There are the 1:1 ratio ETFs and inverse ETFs and there are the leveraged ETFs and leveraged inverse ETFs. These leveraged ETFs can be 2x (200%) or 3x (300%). This means that they are leveraged at 2:1 or 3: 1 ratios. They usually have 2x, 3x, double long, double short and ultra in their names.
When you read the disclaimer of a leveraged inverse ETF, it is clear and simple, yet not always fully understood. These leveraged inverse ETFs will state they seek daily results which corresponds to 2 or 3 times (200% or 300%) the inverse (opposite) of the daily performance of the underlying index. A long ETF will state the same without the word opposite or inverse.
The Compounding Error of ETFs and Leveraged ETFs
The key word in the disclaimer is the word daily and this is important. Not weekly, monthly or yearly, but daily. The reason this is so important is what is called the volatility drag or compounding error of ETFs.
If you owned an inverse ETF for a week and the stock market or underlying index went down every day, you would profit nicely. But the market usually has down days and up days and this is where the risks of the compounding error confuse the expected returns of ETFs and especially the leveraged ETFs.
Compounding is wonderful on the upside, but when you are losing money, compounding can be a problem.
Since the stock market and underlying indexes go up and down, you cannot be sure your inverse ETF will continue to compound in your favor. When the underlying index of an inverse ETF goes the opposite direction for more than one day, the compounding or volatility drag is what can give you a loss when you expected a gain or at least to break even.
Let’s look at an example of buying a 1:1 inverse ETF and a 2:1 inverse leveraged ETF. These two positions will gain when the underlying index goes down. You are in a way shorting the underlying index.
You invest $1,000 in a 1:1 inverse ETF and $1,000 in a 2x (-200%) inverse leveraged ETF for a total of $2,000.

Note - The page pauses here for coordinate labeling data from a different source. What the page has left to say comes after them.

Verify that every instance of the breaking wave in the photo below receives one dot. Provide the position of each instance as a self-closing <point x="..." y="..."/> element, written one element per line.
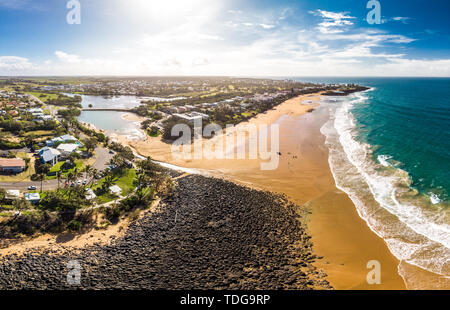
<point x="414" y="226"/>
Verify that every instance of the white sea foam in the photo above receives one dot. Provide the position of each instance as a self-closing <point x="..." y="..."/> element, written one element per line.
<point x="413" y="233"/>
<point x="383" y="159"/>
<point x="435" y="199"/>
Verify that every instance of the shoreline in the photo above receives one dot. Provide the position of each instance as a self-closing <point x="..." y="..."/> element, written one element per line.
<point x="258" y="242"/>
<point x="307" y="180"/>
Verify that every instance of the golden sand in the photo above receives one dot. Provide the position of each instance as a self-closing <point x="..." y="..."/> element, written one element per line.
<point x="339" y="234"/>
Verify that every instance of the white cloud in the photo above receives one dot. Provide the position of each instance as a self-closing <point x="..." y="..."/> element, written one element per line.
<point x="208" y="41"/>
<point x="333" y="22"/>
<point x="401" y="19"/>
<point x="67" y="57"/>
<point x="266" y="26"/>
<point x="14" y="63"/>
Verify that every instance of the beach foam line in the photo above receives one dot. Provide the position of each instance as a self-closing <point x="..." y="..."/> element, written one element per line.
<point x="421" y="238"/>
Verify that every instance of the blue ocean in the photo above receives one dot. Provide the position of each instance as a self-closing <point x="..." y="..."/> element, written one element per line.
<point x="389" y="150"/>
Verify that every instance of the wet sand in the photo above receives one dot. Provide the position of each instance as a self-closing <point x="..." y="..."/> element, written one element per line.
<point x="338" y="233"/>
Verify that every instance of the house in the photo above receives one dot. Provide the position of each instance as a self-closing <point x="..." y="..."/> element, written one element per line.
<point x="35" y="111"/>
<point x="12" y="165"/>
<point x="90" y="194"/>
<point x="12" y="194"/>
<point x="116" y="190"/>
<point x="63" y="139"/>
<point x="191" y="117"/>
<point x="33" y="198"/>
<point x="49" y="155"/>
<point x="66" y="149"/>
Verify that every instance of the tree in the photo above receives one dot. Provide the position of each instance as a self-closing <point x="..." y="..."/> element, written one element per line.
<point x="90" y="144"/>
<point x="40" y="177"/>
<point x="44" y="169"/>
<point x="21" y="204"/>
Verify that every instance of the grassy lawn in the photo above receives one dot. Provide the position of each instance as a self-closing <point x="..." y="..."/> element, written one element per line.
<point x="39" y="133"/>
<point x="125" y="182"/>
<point x="56" y="168"/>
<point x="24" y="176"/>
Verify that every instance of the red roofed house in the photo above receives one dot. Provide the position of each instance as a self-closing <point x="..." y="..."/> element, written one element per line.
<point x="12" y="165"/>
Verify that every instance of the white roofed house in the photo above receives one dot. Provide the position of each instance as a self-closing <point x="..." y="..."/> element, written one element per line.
<point x="49" y="155"/>
<point x="63" y="139"/>
<point x="66" y="149"/>
<point x="33" y="198"/>
<point x="116" y="190"/>
<point x="12" y="194"/>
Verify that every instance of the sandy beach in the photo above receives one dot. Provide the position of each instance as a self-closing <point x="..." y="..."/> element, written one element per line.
<point x="339" y="234"/>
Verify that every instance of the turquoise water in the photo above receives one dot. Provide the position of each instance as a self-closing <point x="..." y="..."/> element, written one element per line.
<point x="389" y="151"/>
<point x="407" y="122"/>
<point x="111" y="121"/>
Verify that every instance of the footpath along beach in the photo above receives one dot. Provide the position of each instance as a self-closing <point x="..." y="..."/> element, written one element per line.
<point x="217" y="234"/>
<point x="338" y="233"/>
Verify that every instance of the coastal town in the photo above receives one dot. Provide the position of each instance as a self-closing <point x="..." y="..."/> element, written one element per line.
<point x="62" y="176"/>
<point x="45" y="149"/>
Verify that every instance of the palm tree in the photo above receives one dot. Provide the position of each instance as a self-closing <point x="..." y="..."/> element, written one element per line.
<point x="40" y="177"/>
<point x="93" y="174"/>
<point x="88" y="170"/>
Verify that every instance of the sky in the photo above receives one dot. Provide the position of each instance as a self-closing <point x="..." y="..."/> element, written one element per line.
<point x="225" y="37"/>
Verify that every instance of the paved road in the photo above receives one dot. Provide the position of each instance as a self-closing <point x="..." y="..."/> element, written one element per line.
<point x="103" y="158"/>
<point x="101" y="161"/>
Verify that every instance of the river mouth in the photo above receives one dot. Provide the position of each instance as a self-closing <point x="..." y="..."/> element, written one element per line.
<point x="113" y="123"/>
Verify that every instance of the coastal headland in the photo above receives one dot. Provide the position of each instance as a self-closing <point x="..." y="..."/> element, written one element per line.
<point x="338" y="233"/>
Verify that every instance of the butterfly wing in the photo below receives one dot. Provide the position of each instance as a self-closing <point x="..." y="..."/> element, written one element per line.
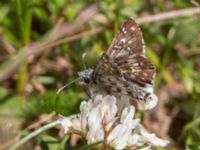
<point x="124" y="67"/>
<point x="128" y="52"/>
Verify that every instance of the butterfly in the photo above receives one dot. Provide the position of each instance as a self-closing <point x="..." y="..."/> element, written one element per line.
<point x="123" y="69"/>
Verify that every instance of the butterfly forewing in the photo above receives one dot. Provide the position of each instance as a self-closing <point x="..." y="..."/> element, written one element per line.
<point x="128" y="41"/>
<point x="124" y="67"/>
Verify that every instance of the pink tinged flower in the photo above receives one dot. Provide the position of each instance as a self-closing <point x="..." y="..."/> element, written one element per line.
<point x="127" y="115"/>
<point x="66" y="123"/>
<point x="95" y="132"/>
<point x="153" y="139"/>
<point x="108" y="109"/>
<point x="118" y="137"/>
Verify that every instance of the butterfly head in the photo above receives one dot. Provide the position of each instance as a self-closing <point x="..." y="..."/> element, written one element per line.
<point x="85" y="76"/>
<point x="149" y="102"/>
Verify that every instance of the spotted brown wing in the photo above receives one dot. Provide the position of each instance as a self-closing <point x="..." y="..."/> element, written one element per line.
<point x="127" y="52"/>
<point x="124" y="67"/>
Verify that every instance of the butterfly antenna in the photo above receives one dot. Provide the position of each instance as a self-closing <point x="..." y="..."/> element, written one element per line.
<point x="66" y="85"/>
<point x="83" y="60"/>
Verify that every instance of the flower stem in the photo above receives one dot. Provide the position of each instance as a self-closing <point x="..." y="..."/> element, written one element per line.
<point x="33" y="134"/>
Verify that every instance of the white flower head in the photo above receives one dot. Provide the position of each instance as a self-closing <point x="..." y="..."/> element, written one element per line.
<point x="111" y="120"/>
<point x="149" y="103"/>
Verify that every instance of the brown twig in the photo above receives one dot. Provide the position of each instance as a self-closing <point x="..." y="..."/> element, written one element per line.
<point x="169" y="15"/>
<point x="69" y="29"/>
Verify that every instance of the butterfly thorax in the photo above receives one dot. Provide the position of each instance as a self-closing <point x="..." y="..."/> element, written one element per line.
<point x="85" y="77"/>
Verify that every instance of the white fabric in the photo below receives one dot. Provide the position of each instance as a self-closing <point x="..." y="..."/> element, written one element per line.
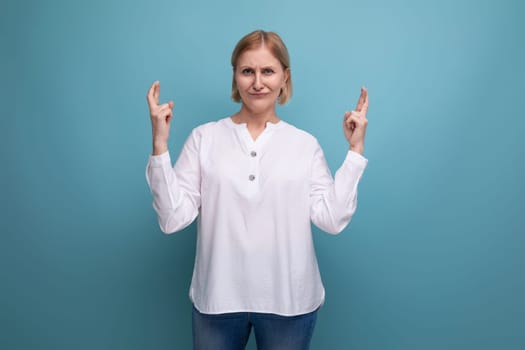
<point x="254" y="244"/>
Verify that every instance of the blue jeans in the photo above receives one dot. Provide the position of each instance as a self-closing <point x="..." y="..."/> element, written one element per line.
<point x="230" y="331"/>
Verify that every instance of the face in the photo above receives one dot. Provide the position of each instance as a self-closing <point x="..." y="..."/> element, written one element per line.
<point x="259" y="77"/>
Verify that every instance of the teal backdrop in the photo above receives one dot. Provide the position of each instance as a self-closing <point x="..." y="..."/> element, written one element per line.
<point x="435" y="255"/>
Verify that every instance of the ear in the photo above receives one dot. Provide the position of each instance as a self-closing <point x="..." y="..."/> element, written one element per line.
<point x="286" y="74"/>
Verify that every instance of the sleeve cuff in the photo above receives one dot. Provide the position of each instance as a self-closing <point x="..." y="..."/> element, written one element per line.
<point x="356" y="159"/>
<point x="160" y="160"/>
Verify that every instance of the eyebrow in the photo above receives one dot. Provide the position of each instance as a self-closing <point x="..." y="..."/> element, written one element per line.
<point x="262" y="67"/>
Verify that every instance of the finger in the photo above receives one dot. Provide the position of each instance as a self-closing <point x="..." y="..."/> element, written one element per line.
<point x="164" y="114"/>
<point x="156" y="92"/>
<point x="363" y="99"/>
<point x="168" y="105"/>
<point x="151" y="95"/>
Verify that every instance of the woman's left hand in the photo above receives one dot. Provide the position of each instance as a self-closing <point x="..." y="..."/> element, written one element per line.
<point x="355" y="122"/>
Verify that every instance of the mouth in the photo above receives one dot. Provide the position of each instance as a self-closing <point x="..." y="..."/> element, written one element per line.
<point x="258" y="94"/>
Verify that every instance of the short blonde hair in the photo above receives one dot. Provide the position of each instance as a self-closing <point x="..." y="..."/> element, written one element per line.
<point x="276" y="46"/>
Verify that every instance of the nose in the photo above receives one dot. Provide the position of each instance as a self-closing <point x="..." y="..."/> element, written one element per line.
<point x="257" y="83"/>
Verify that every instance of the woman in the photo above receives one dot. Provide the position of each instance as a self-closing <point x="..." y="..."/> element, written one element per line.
<point x="255" y="183"/>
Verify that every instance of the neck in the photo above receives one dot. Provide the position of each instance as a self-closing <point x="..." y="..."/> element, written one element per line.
<point x="256" y="122"/>
<point x="255" y="119"/>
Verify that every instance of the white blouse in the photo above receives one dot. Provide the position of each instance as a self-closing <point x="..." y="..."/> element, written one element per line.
<point x="254" y="201"/>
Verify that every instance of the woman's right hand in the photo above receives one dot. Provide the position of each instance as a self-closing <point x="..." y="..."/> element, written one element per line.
<point x="160" y="116"/>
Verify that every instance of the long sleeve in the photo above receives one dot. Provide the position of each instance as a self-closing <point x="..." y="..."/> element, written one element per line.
<point x="334" y="201"/>
<point x="176" y="191"/>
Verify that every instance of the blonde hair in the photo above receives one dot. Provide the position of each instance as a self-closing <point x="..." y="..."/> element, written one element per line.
<point x="276" y="46"/>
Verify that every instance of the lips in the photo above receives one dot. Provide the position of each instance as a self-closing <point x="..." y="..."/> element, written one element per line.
<point x="259" y="94"/>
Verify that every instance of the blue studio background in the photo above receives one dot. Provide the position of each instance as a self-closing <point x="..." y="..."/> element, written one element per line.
<point x="435" y="255"/>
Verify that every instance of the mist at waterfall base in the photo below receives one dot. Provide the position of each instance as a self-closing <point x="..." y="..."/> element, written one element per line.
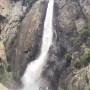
<point x="31" y="77"/>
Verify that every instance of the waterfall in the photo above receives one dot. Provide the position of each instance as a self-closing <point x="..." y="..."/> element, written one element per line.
<point x="33" y="71"/>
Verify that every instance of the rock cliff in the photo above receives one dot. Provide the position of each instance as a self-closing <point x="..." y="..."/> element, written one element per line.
<point x="21" y="30"/>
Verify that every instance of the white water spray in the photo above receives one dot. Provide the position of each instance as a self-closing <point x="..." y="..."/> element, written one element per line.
<point x="33" y="71"/>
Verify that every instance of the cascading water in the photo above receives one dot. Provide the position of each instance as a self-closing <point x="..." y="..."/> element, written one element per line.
<point x="33" y="71"/>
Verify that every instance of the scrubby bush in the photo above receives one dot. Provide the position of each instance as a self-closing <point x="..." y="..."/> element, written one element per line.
<point x="84" y="33"/>
<point x="30" y="2"/>
<point x="88" y="87"/>
<point x="84" y="59"/>
<point x="68" y="58"/>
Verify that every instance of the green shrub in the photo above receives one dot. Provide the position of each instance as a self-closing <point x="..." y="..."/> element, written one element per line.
<point x="77" y="64"/>
<point x="88" y="87"/>
<point x="30" y="2"/>
<point x="68" y="58"/>
<point x="84" y="59"/>
<point x="84" y="33"/>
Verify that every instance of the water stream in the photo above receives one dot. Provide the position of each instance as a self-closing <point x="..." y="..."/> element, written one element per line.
<point x="34" y="69"/>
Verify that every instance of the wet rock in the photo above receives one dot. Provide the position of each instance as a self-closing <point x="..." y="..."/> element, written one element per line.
<point x="27" y="45"/>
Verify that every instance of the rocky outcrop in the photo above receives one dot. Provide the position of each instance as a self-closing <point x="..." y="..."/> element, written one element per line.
<point x="71" y="16"/>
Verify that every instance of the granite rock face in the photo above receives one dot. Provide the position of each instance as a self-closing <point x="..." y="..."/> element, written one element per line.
<point x="21" y="34"/>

Day 1: The underlying index goes down 5%. The 1:1 inverse ETF gains 5% and this gives you $1,050. The 2x inverse leveraged ETF gained 10% giving you $1,100 for this position.
Day 2: The underlying index goes up 5%. The 1:1 inverse ETF looses 5% and that trade is now at $997.50 since $1,050 – 5% = $997.50. The 2x inverse ETF looses 10% and this position looses you $110 since $1,100 – 10% is $110. Your position in the 2x inverse leveraged ETF is now at $990
After just two trading days with the underlying index breaking even, you would have actually lost money due to volatility drag or the compounding error of ETFs. You started with $2,000 and would have ended up with $1,987.50 and a loss of $12.50. Not a huge loss, but a loss when you might have believed you would break even. Take this trade out for weeks or months, and the volatility drag or compounding error could really add up.
This also affects long, 2x (double long) and 3x leveraged long ETFs the same way. The more leverage, the worse the compounding error can be.
The longer you hold the inverse ETF, the worse this compounding error can affect your returns as the market goes up and down. Obviously, the only way this would not affect you, would be if the market went your way every day you held the ETF or leveraged ETF. Not many of us get lucky like that in the market for long time frames.
We can see the compounding error in a real example that compares the S&P 500 over a three-month period to the ProShares UltraShort 2x S&P 500 inverse ETF. The S&P 500 lost 14% and the inverse ETF gained 12%, not the 2 times or 28% gain someone might have expected.
Conclusion of ETF and Leveraged ETF Compounding Error
Leveraged ETFs and inverse ETFs can be a great trading tool for a one day trade. What you need to understand is when you buy an ETF and especially a leveraged ETF; the expected returns are not what you might have expected if you hold them longer than a day because of the volatility drag or compounding error.